He’s had it right all along. Deficits are good during a balance sheet says Richard Koo. Many thought the exploding budget deficit would drive the USA into hyperinflation or even just high inflation. Others said the austerity measures in Europe were going to generate a turnaround. But the one thing we’ve learned from the recent economic downturn is that fiscal deficits during a balance sheet recession are good deficits (via Richard Koo;s latest note):
“This (austerity) is akin to a doctor telling a patient suffering from pneumonia to go on a diet and get more exercise. While exercise is important, it assumes a healthy patient. If the patient is sick, he must build up his strength until he is physically capable of exercising again.
No matter how overweight a patient with pneumonia might be, the doctor’s first task is to give him the treatment he needs to fight the disease. After all, the pneumonia patient can die if treatment is delayed for too long.
Balance sheet recessions, which occur when businesses and households rush to pay down debt in spite of zero interest rates, are a kind of pneumonia.
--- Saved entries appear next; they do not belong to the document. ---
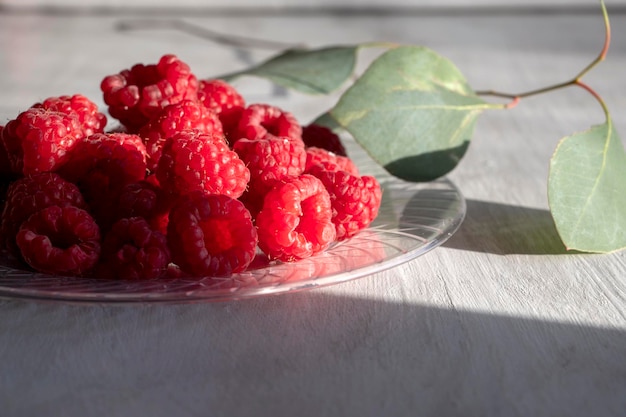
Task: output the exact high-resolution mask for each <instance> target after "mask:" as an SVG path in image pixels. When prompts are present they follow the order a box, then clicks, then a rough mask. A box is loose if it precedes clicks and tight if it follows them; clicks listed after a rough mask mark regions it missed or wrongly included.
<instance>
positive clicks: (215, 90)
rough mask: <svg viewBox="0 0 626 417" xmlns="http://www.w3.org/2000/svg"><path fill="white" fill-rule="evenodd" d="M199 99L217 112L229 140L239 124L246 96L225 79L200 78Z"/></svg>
mask: <svg viewBox="0 0 626 417" xmlns="http://www.w3.org/2000/svg"><path fill="white" fill-rule="evenodd" d="M198 99H199V100H200V101H201V102H202V103H204V105H205V106H206V107H208V108H209V109H211V110H213V111H214V112H215V113H217V115H218V117H219V119H220V121H221V122H222V126H223V129H224V134H225V135H226V139H227V140H228V142H233V141H234V140H233V138H231V136H232V134H233V133H234V132H235V129H236V128H237V125H238V124H239V118H240V117H241V113H242V112H243V109H244V108H245V106H246V102H245V100H244V98H243V97H242V96H241V94H239V92H238V91H237V90H236V89H235V87H233V86H232V85H230V84H228V83H227V82H226V81H224V80H219V79H212V80H200V82H199V83H198Z"/></svg>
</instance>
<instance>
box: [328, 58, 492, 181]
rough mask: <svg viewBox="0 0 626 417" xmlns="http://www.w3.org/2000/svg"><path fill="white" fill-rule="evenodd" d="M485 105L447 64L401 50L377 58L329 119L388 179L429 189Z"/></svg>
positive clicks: (333, 108) (369, 66) (465, 150)
mask: <svg viewBox="0 0 626 417" xmlns="http://www.w3.org/2000/svg"><path fill="white" fill-rule="evenodd" d="M488 108H502V106H501V105H494V104H488V103H486V102H485V101H483V100H482V99H480V98H479V97H478V96H476V94H474V92H473V91H472V90H471V89H470V87H469V86H468V84H467V82H466V81H465V78H464V77H463V75H462V74H461V73H460V71H459V70H458V69H457V68H456V67H455V66H454V64H452V63H451V62H450V61H449V60H447V59H445V58H443V57H441V56H440V55H438V54H436V53H435V52H433V51H432V50H430V49H427V48H422V47H415V46H404V47H399V48H395V49H392V50H389V51H387V52H386V53H384V54H382V55H381V56H380V57H378V58H377V59H376V60H375V61H374V62H373V63H372V64H371V65H370V66H369V68H368V69H367V70H366V71H365V73H364V74H363V75H362V76H361V77H360V78H359V79H358V80H357V81H356V82H355V83H354V85H352V87H350V88H349V89H348V90H347V91H346V92H345V93H344V94H343V96H342V97H341V98H340V100H339V102H338V103H337V105H336V106H335V107H334V108H333V109H331V111H330V114H331V116H332V117H333V118H334V119H335V120H337V122H338V123H339V124H340V125H341V126H343V127H344V128H345V129H346V130H348V131H349V132H350V133H351V134H352V136H354V138H355V140H356V141H357V142H358V143H359V144H360V145H361V146H362V147H363V148H364V149H365V150H366V151H367V152H368V153H369V154H370V155H371V156H372V158H373V159H374V160H375V161H377V162H378V163H379V164H381V165H382V166H384V167H385V169H386V170H387V171H389V173H391V174H392V175H395V176H397V177H400V178H402V179H405V180H409V181H430V180H433V179H435V178H438V177H440V176H442V175H445V174H447V173H448V172H450V171H451V170H452V169H453V168H454V167H455V166H456V165H457V164H458V163H459V161H460V160H461V158H462V157H463V155H464V154H465V151H466V150H467V147H468V146H469V142H470V139H471V137H472V134H473V129H474V124H475V122H476V118H477V116H478V115H479V114H480V113H481V112H482V111H483V110H485V109H488Z"/></svg>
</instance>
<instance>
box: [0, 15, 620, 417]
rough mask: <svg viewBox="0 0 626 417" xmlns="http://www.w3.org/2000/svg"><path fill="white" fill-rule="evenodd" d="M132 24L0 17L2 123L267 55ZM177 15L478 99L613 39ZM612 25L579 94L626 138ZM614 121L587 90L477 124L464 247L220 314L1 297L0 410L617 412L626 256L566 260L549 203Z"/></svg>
mask: <svg viewBox="0 0 626 417" xmlns="http://www.w3.org/2000/svg"><path fill="white" fill-rule="evenodd" d="M609 6H610V4H609ZM128 17H129V16H116V15H106V16H97V15H90V14H79V15H74V16H69V17H67V16H59V15H38V14H19V13H9V14H6V13H5V14H0V74H1V75H2V76H1V77H0V97H1V99H0V124H4V123H6V121H7V120H9V119H10V118H13V117H15V116H16V115H17V114H18V112H20V111H22V110H23V109H24V108H26V107H28V106H30V105H31V104H32V103H34V102H36V101H38V100H41V99H43V98H45V97H48V96H53V95H60V94H71V93H76V92H80V93H83V94H85V95H88V96H89V97H91V98H93V99H94V100H95V101H97V102H98V103H101V99H100V96H99V94H100V93H99V90H98V88H99V82H100V79H101V78H102V77H103V76H104V75H107V74H110V73H114V72H117V71H118V70H120V69H122V68H126V67H128V66H129V65H132V64H133V63H137V62H145V63H148V62H154V61H155V60H156V59H157V58H158V57H159V56H161V55H162V54H164V53H175V54H177V55H178V56H180V57H181V58H182V59H183V60H185V61H187V62H188V63H189V64H190V65H191V66H192V68H193V69H194V71H195V72H196V73H198V74H199V75H200V76H211V75H216V74H219V73H223V72H226V71H231V70H235V69H239V68H243V67H244V66H246V65H248V64H250V63H254V62H258V61H259V60H260V59H262V58H264V57H266V56H267V55H268V54H269V53H271V51H261V50H255V49H250V50H237V51H233V50H232V49H230V48H228V47H225V46H222V45H217V44H212V43H210V42H208V41H206V40H203V39H199V38H196V37H192V36H189V35H187V34H183V33H179V32H174V31H168V30H160V31H159V30H144V31H136V32H132V33H129V32H127V33H119V32H116V31H114V27H115V24H116V22H118V21H119V20H120V19H122V18H128ZM130 17H138V16H130ZM178 17H180V18H184V19H186V20H187V21H190V22H193V23H197V24H200V25H204V26H206V27H208V28H211V29H213V30H216V31H220V32H223V33H227V34H248V35H250V36H255V37H258V38H264V39H273V40H288V41H290V42H294V43H305V44H308V45H310V46H320V45H328V44H336V43H354V42H363V41H371V40H386V41H397V42H403V43H413V44H423V45H426V46H429V47H431V48H433V49H435V50H436V51H438V52H440V53H441V54H443V55H445V56H447V57H449V58H450V59H452V60H453V61H454V62H455V63H456V64H457V65H458V66H459V68H460V69H461V70H462V71H463V72H464V73H465V74H466V76H467V78H468V79H469V81H470V83H471V85H472V86H473V87H474V88H475V89H492V88H493V89H498V90H505V91H511V92H519V91H524V90H529V89H534V88H537V87H541V86H544V85H548V84H552V83H555V82H560V81H564V80H566V79H569V78H570V77H572V76H573V75H575V74H576V73H577V72H578V70H579V69H582V68H583V67H584V66H585V65H586V64H587V63H588V62H589V61H590V60H592V59H593V58H594V57H595V56H596V54H597V53H598V51H599V49H600V48H601V46H602V41H603V23H602V19H601V16H600V14H599V11H598V13H597V14H595V13H594V14H588V15H587V14H580V13H577V14H567V13H563V14H523V15H519V16H511V15H506V14H498V15H486V16H481V15H479V14H476V13H473V14H471V15H467V16H464V15H462V14H457V13H455V14H443V15H440V16H439V15H436V14H428V15H424V16H420V15H419V14H414V15H411V14H405V15H393V14H392V15H384V16H356V17H350V16H343V15H335V16H324V15H314V16H297V15H288V16H281V15H280V14H276V15H264V16H261V17H259V16H254V15H246V14H245V13H244V14H241V13H240V14H237V15H233V16H220V15H211V14H195V15H192V16H185V15H181V16H178ZM612 23H613V45H612V48H611V50H610V52H609V58H608V60H607V61H606V62H605V63H603V64H602V65H601V66H600V67H598V68H597V69H596V70H594V71H593V72H592V73H591V74H589V76H588V77H587V78H586V80H587V81H588V83H589V84H591V85H593V86H594V87H595V88H596V89H597V90H598V91H599V92H600V93H601V94H602V95H603V97H604V98H605V100H606V102H607V104H608V106H609V108H610V109H612V111H613V114H614V118H615V124H616V128H617V129H618V131H619V132H622V135H626V118H625V117H623V115H624V113H625V112H626V94H625V92H626V77H625V73H624V68H626V16H625V15H622V14H615V15H613V16H612ZM240 88H241V89H242V91H243V92H244V94H246V95H247V98H248V100H249V101H257V100H265V101H270V102H272V103H274V104H276V105H278V106H282V107H285V108H288V109H290V110H291V111H292V112H294V113H295V114H296V115H297V116H298V117H299V118H301V119H302V120H307V119H309V118H311V117H313V116H315V115H316V114H317V113H318V112H319V111H321V110H323V109H324V107H325V106H329V105H330V104H332V102H333V98H322V99H311V98H309V97H305V96H300V95H296V94H294V93H291V92H285V91H283V90H281V89H275V88H272V87H271V86H269V85H268V84H267V83H264V82H262V81H258V80H252V79H246V80H244V81H243V82H242V83H241V85H240ZM602 121H603V115H602V111H601V109H600V108H599V106H598V105H597V103H596V102H595V101H594V100H593V98H591V97H590V96H589V95H587V94H586V93H585V92H584V91H583V90H581V89H568V90H564V91H559V92H555V93H552V94H550V95H546V96H541V97H536V98H530V99H526V100H524V101H522V102H521V103H520V105H519V106H518V107H517V108H515V109H513V110H510V111H507V112H494V113H488V114H486V115H484V116H483V117H482V118H481V120H480V121H479V124H478V126H477V130H476V134H475V138H474V140H473V142H472V145H471V146H470V149H469V151H468V154H467V156H466V158H465V159H464V160H463V161H462V163H461V164H460V165H459V166H458V168H457V169H456V170H455V171H453V173H452V174H451V175H450V176H449V178H450V179H451V180H452V181H453V182H454V183H455V184H456V185H457V186H458V187H459V188H460V190H461V191H462V192H463V194H464V195H465V197H466V198H467V203H468V204H467V205H468V212H467V217H466V219H465V222H464V223H463V225H462V226H461V228H460V230H459V231H458V232H457V233H456V234H455V235H454V236H453V237H452V238H451V239H450V240H449V241H448V242H447V243H446V244H445V245H444V246H442V247H440V248H437V249H435V250H434V251H432V252H429V253H428V254H426V255H424V256H421V257H419V258H417V259H415V260H414V261H411V262H409V263H407V264H405V265H402V266H400V267H397V268H394V269H391V270H388V271H386V272H383V273H378V274H375V275H372V276H368V277H366V278H362V279H359V280H356V281H352V282H348V283H344V284H341V285H336V286H332V287H327V288H323V289H319V290H313V291H306V292H301V293H296V294H289V295H283V296H271V297H264V298H258V299H254V300H248V301H241V302H227V303H219V304H214V303H198V304H188V305H126V306H107V305H87V306H86V305H68V304H60V303H54V302H50V303H45V302H36V301H21V300H11V299H4V300H0V410H2V411H0V414H1V415H2V416H39V415H46V416H81V417H86V416H87V417H88V416H102V415H108V416H151V417H159V416H163V417H165V416H167V417H170V416H187V415H189V416H249V415H250V416H251V415H274V416H290V415H297V416H324V415H329V416H331V415H332V416H359V417H364V416H418V415H419V416H624V415H626V252H618V253H613V254H609V255H590V254H566V253H564V250H563V247H562V244H561V243H560V241H559V238H558V235H557V233H556V230H555V228H554V226H553V223H552V220H551V217H550V215H549V212H548V211H547V210H548V206H547V198H546V189H547V183H546V182H547V174H548V161H549V158H550V156H551V154H552V152H553V150H554V148H555V146H556V144H557V142H558V140H559V139H560V138H561V137H562V136H565V135H568V134H571V133H573V132H576V131H580V130H584V129H586V128H588V127H589V126H591V125H592V124H597V123H601V122H602ZM625 209H626V208H625Z"/></svg>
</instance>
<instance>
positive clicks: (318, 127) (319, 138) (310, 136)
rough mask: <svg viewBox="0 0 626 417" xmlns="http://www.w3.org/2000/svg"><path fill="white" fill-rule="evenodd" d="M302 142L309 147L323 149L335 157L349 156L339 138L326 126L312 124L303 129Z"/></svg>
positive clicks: (302, 132)
mask: <svg viewBox="0 0 626 417" xmlns="http://www.w3.org/2000/svg"><path fill="white" fill-rule="evenodd" d="M302 140H303V141H304V144H305V145H306V146H307V148H308V147H315V148H322V149H326V150H327V151H329V152H332V153H334V154H335V155H340V156H348V154H347V153H346V148H344V146H343V143H341V139H340V138H339V136H338V135H337V134H336V133H335V132H333V131H332V130H330V129H329V128H327V127H326V126H322V125H317V124H315V123H312V124H310V125H308V126H304V127H303V128H302Z"/></svg>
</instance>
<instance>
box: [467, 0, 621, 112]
mask: <svg viewBox="0 0 626 417" xmlns="http://www.w3.org/2000/svg"><path fill="white" fill-rule="evenodd" d="M600 5H601V7H602V16H603V17H604V27H605V37H604V45H603V47H602V50H601V51H600V53H599V54H598V56H597V57H596V58H595V59H594V60H593V61H592V62H591V63H589V65H587V66H586V67H585V68H583V70H582V71H580V72H579V73H578V75H576V76H575V77H574V78H572V79H571V80H569V81H565V82H562V83H558V84H554V85H550V86H547V87H542V88H538V89H536V90H530V91H526V92H523V93H518V94H511V93H505V92H501V91H495V90H483V91H476V94H477V95H479V96H492V97H502V98H508V99H511V102H510V103H508V104H506V105H504V106H503V107H504V108H506V109H510V108H513V107H515V106H516V105H517V104H518V103H519V101H520V100H521V99H522V98H524V97H530V96H535V95H539V94H543V93H548V92H550V91H554V90H559V89H561V88H565V87H570V86H573V85H579V86H581V87H583V88H584V89H585V90H587V91H588V92H590V93H591V94H592V95H593V96H594V97H596V99H599V101H600V104H601V105H602V107H603V108H604V109H605V112H606V106H605V105H604V102H603V101H602V99H601V98H600V97H599V95H598V94H597V93H596V92H595V91H594V90H592V89H591V88H590V87H589V86H588V85H586V84H584V83H583V82H581V79H582V77H584V76H585V75H586V74H587V73H588V72H589V71H591V70H592V69H593V68H594V67H595V66H596V65H598V64H599V63H600V62H601V61H603V60H604V59H605V58H606V54H607V53H608V51H609V45H610V44H611V25H610V23H609V15H608V12H607V10H606V6H605V4H604V1H603V0H600Z"/></svg>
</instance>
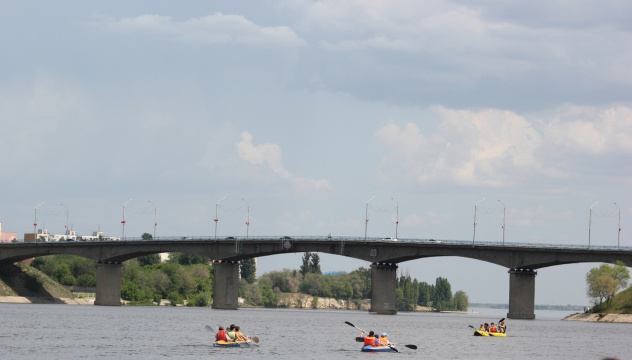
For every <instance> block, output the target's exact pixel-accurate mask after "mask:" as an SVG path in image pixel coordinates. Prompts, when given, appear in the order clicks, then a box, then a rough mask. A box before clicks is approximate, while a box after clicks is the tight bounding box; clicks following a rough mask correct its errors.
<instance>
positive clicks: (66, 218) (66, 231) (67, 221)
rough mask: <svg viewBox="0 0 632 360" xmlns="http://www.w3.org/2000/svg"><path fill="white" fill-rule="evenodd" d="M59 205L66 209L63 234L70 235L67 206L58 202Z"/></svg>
mask: <svg viewBox="0 0 632 360" xmlns="http://www.w3.org/2000/svg"><path fill="white" fill-rule="evenodd" d="M59 205H61V206H63V207H64V209H66V234H65V235H70V229H69V228H68V208H67V207H66V205H64V204H59Z"/></svg>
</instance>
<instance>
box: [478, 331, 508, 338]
mask: <svg viewBox="0 0 632 360" xmlns="http://www.w3.org/2000/svg"><path fill="white" fill-rule="evenodd" d="M474 336H501V337H503V336H507V334H505V333H490V332H487V331H481V330H476V331H474Z"/></svg>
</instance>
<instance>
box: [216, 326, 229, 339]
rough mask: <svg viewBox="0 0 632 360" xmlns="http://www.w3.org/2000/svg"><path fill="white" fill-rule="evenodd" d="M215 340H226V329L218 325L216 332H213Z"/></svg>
mask: <svg viewBox="0 0 632 360" xmlns="http://www.w3.org/2000/svg"><path fill="white" fill-rule="evenodd" d="M215 341H226V342H228V335H226V330H224V327H223V326H220V327H219V331H217V334H215Z"/></svg>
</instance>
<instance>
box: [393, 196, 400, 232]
mask: <svg viewBox="0 0 632 360" xmlns="http://www.w3.org/2000/svg"><path fill="white" fill-rule="evenodd" d="M391 200H393V201H395V204H396V205H397V206H396V207H395V239H398V237H397V226H398V225H399V203H398V202H397V200H395V198H394V197H392V198H391Z"/></svg>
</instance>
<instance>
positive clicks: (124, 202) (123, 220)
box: [121, 199, 132, 240]
mask: <svg viewBox="0 0 632 360" xmlns="http://www.w3.org/2000/svg"><path fill="white" fill-rule="evenodd" d="M130 201H132V199H129V200H127V201H126V202H124V203H123V220H122V221H121V224H123V235H122V236H121V240H125V223H126V221H125V205H127V203H128V202H130Z"/></svg>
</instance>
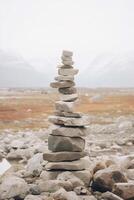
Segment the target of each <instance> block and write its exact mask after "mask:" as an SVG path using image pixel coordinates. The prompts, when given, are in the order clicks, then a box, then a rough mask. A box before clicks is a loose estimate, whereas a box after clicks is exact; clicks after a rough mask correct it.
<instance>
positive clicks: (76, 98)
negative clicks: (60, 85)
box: [60, 94, 78, 102]
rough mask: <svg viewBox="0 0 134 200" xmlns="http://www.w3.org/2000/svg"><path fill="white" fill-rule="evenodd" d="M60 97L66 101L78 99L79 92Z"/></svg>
mask: <svg viewBox="0 0 134 200" xmlns="http://www.w3.org/2000/svg"><path fill="white" fill-rule="evenodd" d="M60 99H61V101H65V102H70V101H76V100H77V99H78V94H71V95H62V96H60Z"/></svg>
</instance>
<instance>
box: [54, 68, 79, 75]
mask: <svg viewBox="0 0 134 200" xmlns="http://www.w3.org/2000/svg"><path fill="white" fill-rule="evenodd" d="M78 72H79V70H78V69H63V68H62V69H59V70H58V74H59V75H62V76H74V75H76V74H78Z"/></svg>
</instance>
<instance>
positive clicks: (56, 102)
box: [55, 101, 74, 113]
mask: <svg viewBox="0 0 134 200" xmlns="http://www.w3.org/2000/svg"><path fill="white" fill-rule="evenodd" d="M73 106H74V104H73V103H72V102H63V101H57V102H56V103H55V108H56V110H57V111H60V112H69V113H70V112H71V113H72V112H73V108H74V107H73Z"/></svg>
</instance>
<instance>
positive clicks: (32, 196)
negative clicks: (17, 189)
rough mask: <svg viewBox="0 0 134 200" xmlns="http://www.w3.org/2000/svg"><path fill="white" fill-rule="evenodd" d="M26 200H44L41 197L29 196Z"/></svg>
mask: <svg viewBox="0 0 134 200" xmlns="http://www.w3.org/2000/svg"><path fill="white" fill-rule="evenodd" d="M24 200H43V198H42V197H41V196H39V195H36V196H35V195H31V194H29V195H27V196H26V198H25V199H24Z"/></svg>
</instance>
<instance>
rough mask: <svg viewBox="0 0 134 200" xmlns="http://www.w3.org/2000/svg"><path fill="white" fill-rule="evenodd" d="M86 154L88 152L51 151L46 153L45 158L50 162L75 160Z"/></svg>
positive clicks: (69, 160)
mask: <svg viewBox="0 0 134 200" xmlns="http://www.w3.org/2000/svg"><path fill="white" fill-rule="evenodd" d="M84 156H86V152H67V151H63V152H51V151H48V152H46V153H44V155H43V158H44V160H47V161H49V162H62V161H74V160H78V159H80V158H82V157H84Z"/></svg>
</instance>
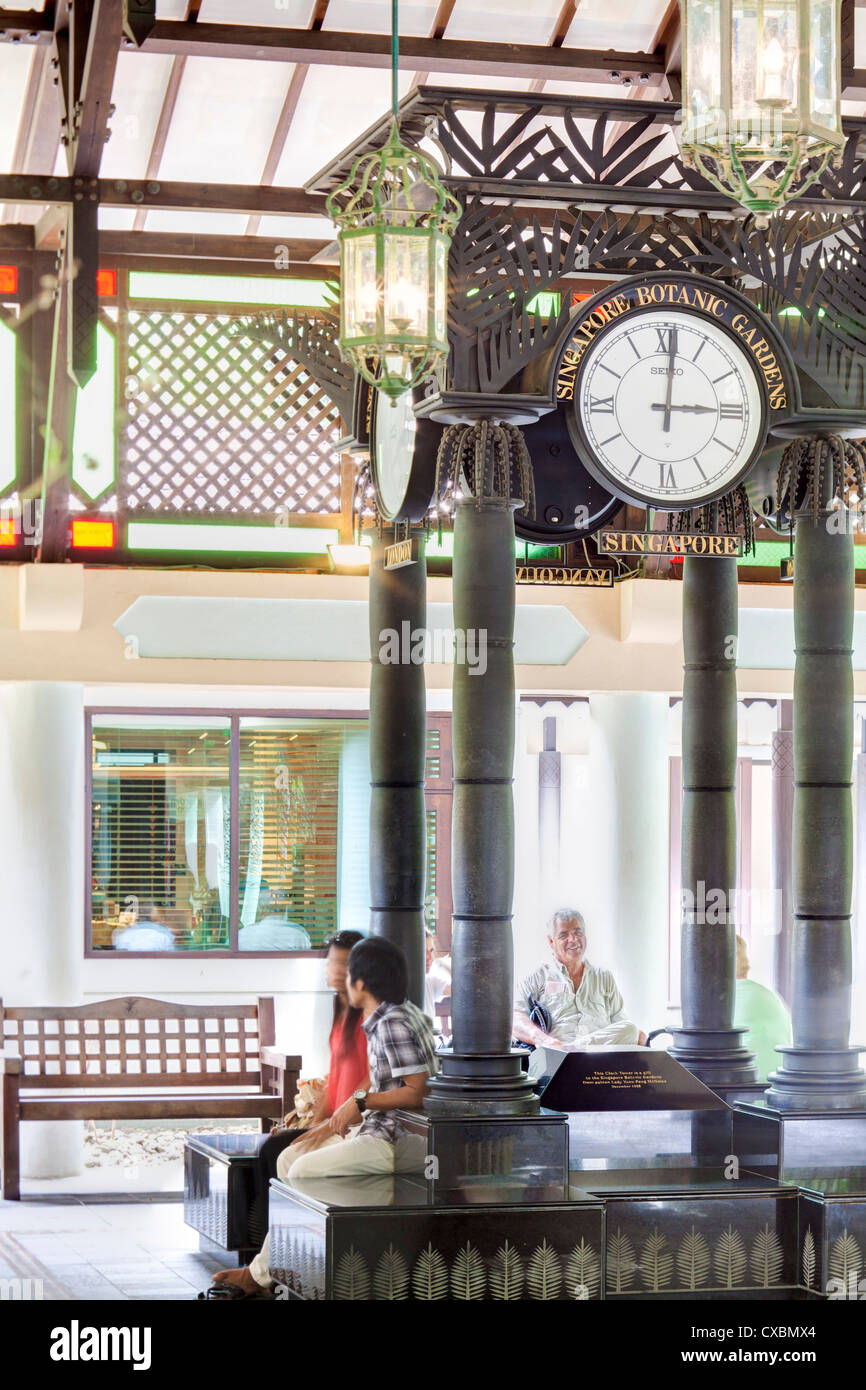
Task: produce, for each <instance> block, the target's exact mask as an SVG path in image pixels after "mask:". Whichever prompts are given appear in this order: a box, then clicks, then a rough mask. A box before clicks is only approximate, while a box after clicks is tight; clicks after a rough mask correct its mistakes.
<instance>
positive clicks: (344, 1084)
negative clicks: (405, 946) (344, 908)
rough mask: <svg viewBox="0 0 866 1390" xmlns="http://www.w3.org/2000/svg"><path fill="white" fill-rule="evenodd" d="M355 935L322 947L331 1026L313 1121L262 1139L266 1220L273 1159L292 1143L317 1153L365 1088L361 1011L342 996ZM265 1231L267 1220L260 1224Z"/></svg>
mask: <svg viewBox="0 0 866 1390" xmlns="http://www.w3.org/2000/svg"><path fill="white" fill-rule="evenodd" d="M361 940H363V937H361V933H360V931H338V934H336V935H335V937H331V938H329V941H327V942H325V945H327V947H328V958H327V962H325V983H327V986H328V988H329V990H334V1022H332V1024H331V1037H329V1047H331V1065H329V1069H328V1086H327V1088H325V1090H324V1091H322V1095H321V1098H320V1101H318V1104H317V1106H316V1109H314V1112H313V1120H311V1123H310V1126H309V1129H306V1130H281V1131H279V1133H278V1134H271V1136H270V1138H265V1141H264V1144H263V1145H261V1148H260V1150H259V1163H257V1179H259V1197H260V1201H261V1211H263V1216H267V1209H268V1191H270V1181H271V1177H277V1159H278V1158H279V1155H281V1154H282V1151H284V1150H285V1148H288V1145H289V1144H297V1145H299V1151H303V1150H311V1148H318V1145H320V1144H321V1143H322V1140H325V1138H329V1137H331V1130H329V1129H328V1120H329V1119H331V1116H332V1115H334V1112H335V1111H338V1109H339V1108H341V1105H343V1104H345V1101H348V1099H349V1097H350V1095H353V1094H354V1091H359V1090H364V1088H366V1087H367V1034H366V1033H364V1030H363V1027H361V1011H360V1009H353V1008H352V1005H350V1004H349V994H348V991H346V977H348V970H349V952H350V951H352V947H353V945H354V942H356V941H361ZM264 1229H265V1230H267V1219H265V1222H264Z"/></svg>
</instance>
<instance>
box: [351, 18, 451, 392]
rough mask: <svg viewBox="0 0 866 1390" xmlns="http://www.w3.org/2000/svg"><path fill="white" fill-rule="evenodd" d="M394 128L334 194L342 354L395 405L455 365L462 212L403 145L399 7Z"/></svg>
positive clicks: (361, 154) (426, 162)
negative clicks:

The only way to treat them is for the government to become the borrower and spender of last resort with fiscal stimulus aimed at propping up aggregate demand.
Fiscal deficits during balance sheet recessions are good deficits
All fiscal deficits are good deficits during this type of recession. Once public and private investors realize this, I suspect their decisions will no longer be influenced by the views of those rating agencies that do not understand balance sheet recessions.”